I don’t want to go to the funeral

…so why do I feel compelled to? Mike is going, Joe is going. They seem intent on going. Is it just me that doesn’t want to? We discussed the occasion of the funeral briefly on Thursday night before going to get a little bit drunk. The current plan is to make our way to Grimsby and then all travel to Nottingham together. We agreed to keep the trip there to a minimum. We’ll go to the funeral service, then to the wake to say hello to a few people, then we’ll leave.

Clean, simple, easy.

So the email I got this morning from Wife #3 should have been easy to reply to:

“Yes, we’ll be there on the day.

Thank you, good night.”

But I’m sat here and I’m thinking that I really do not want to go. Do I just not want to say goodbye? Do I feel as if I will be cheating on the relationship we did have by pretending it is something it was not? Have I become swept away with the idea of going on account of being there to meet Wife #3 and see my dead Father last week? I don’t have the answers.

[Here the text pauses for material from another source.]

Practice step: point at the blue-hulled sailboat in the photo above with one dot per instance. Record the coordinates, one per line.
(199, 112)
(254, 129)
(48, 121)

I just text the boys to tell them that I’m not certain I want to attend the funeral. We’ll see what they come back with.


3 thoughts on “I don’t want to go to the funeral

  1. Just out of curiosity, are you the oldest or youngest out of you and your brothers? That may have something to do with it, if you’re the eldest then you feel obliged to go to support your brothers (granted, you already do, but you’ll feel more obliged)..


  2. My first funeral experience was my granddad’s many years ago. I was told I had to go, that I had to travel in the mourning car with the other grandchildren, that I had to go to the wake, had to do this that etc. Controversially I refused – I didn’t want to do all those things and felt very uncomfortable being told I had to just because that’s how things are done. I did go to the funeral, but I went there alone, sat on my own, and did it my way. This wasn’t a very popular decision and I was made to feel like I was being deliberately awkward. Of course I wasn’t, I was simply dealing with things in a way that felt right to me, not someone else.

    Looking back I’m pleased I saw through the inevitable ‘noise’ that surrounds such emotionally charged events and went along to say my last goodbye to the old fool (he was) as that turned out to be important to me. Doing so in a Jason-shaped way was also important though, and I have no regrets about either.